Victor Pasmore, having been a founder member of the Euston Road School in 1937, had long been considered a latter-day Impressionist when he abruptly started producing abstract paintings in 1948. His work was the source of lively debate throughout the fifties, at first resulting from his turn to abstraction, and then through giving up painting in favour of three-dimensional constructions.
In 1950 Pasmore painted Square Motif, Blue and Gold: The Eclipse, which was purchased by the Tate the following year. Soon after the purchase of that painting he was interviewed by David Sylvester for the BBC Third Programme. In this interview, Sylvester prompted Pasmore to talk about the thinking behind this work:
Sylvester: ...Let's take the picture in the Tate, Square Motif in blue and gold: The Eclipse. It's obviously divided into land and sky, even though the land consists of distinct squares, triangles and circles.

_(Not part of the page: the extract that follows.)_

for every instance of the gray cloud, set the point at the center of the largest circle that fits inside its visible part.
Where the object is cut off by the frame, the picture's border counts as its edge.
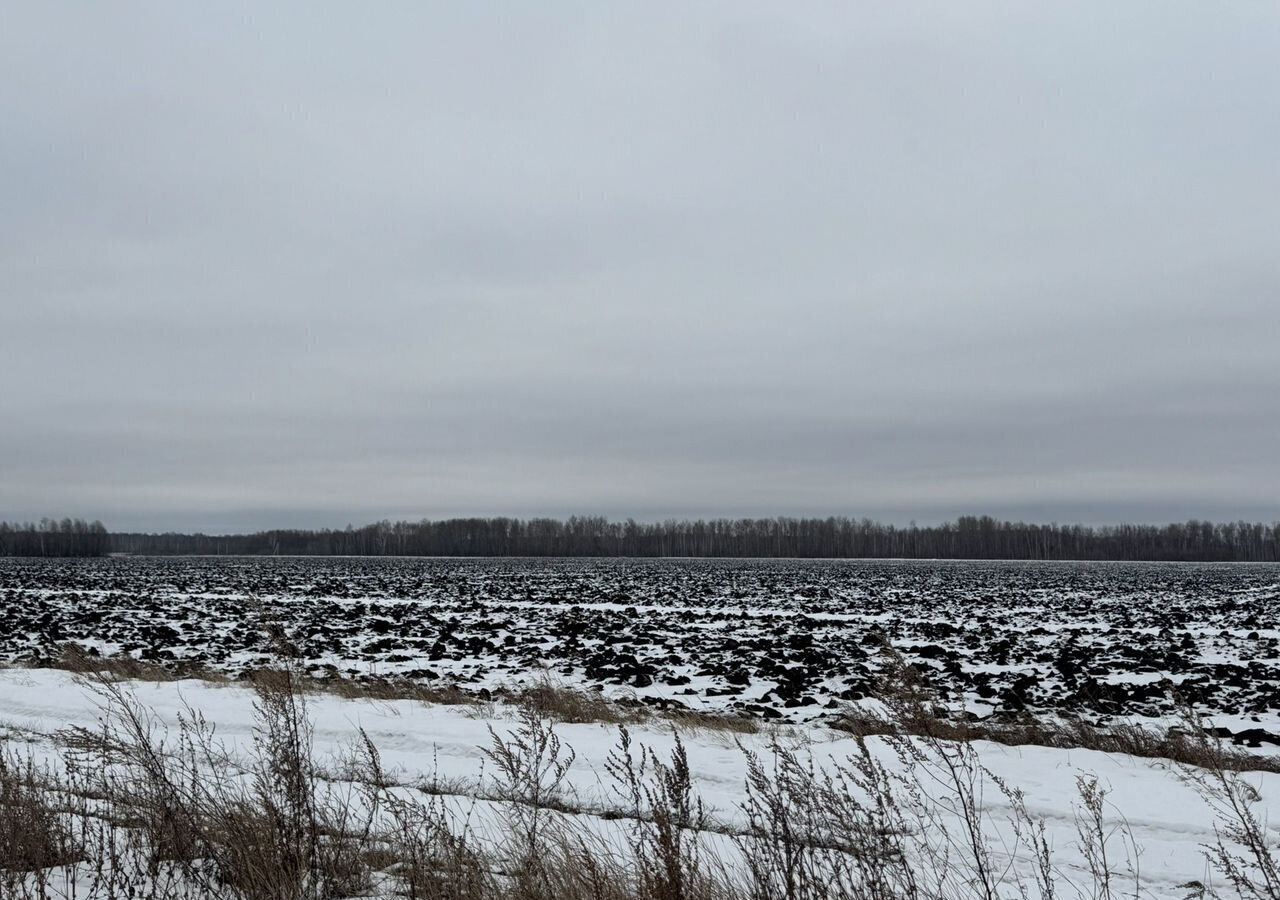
(309, 265)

And in the sky there's a green sun with a red circle round it and spirals radiating from it.
Pasmore: This picture started simply with coloured squares and triangles etc. The desire to divide the canvas into two halves, top and bottom, immediately imposed the idea of a landscape. And from this point I became, as it were, language-minded in relation to the picture.
Sylvester: Do you mean that from then on you were trying to invent an ideal landscape, like Claude's?

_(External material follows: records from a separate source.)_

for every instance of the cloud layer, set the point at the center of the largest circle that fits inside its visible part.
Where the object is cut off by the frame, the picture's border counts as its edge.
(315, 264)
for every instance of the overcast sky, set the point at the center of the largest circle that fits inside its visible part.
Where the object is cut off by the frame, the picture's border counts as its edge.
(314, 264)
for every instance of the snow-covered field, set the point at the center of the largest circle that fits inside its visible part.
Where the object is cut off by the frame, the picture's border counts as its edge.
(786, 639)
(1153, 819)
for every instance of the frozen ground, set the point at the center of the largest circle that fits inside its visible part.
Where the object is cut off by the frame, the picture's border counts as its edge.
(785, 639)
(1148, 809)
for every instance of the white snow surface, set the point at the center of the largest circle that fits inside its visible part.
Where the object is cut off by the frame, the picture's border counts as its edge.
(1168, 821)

Pasmore: Oh no. Once a feeling like this is established, it gets into one's brush and is then objectified on the canvas without any recourse to direct representation at all. I believe that there's the construction of matter and the construction of thought, the quality of form and the quality of feeling are somehow intimately related. The operations of the mind and the emotions are in their own way, an analogy of material forces. We see squares, and that makes us think not only of squares, but in squares. In the same way we speak of warm and cool colours, calm lines, voluptuous forms. With regard to my picture in question, I had no intention, at the start, of painting a landscape, let alone an eclipse of the sun. The red ring round this circle is solely the result of the necessity of giving life to the colour...when it came to giving the picture a title for catalogue purposes, this red ring suggested the idea of an eclipse.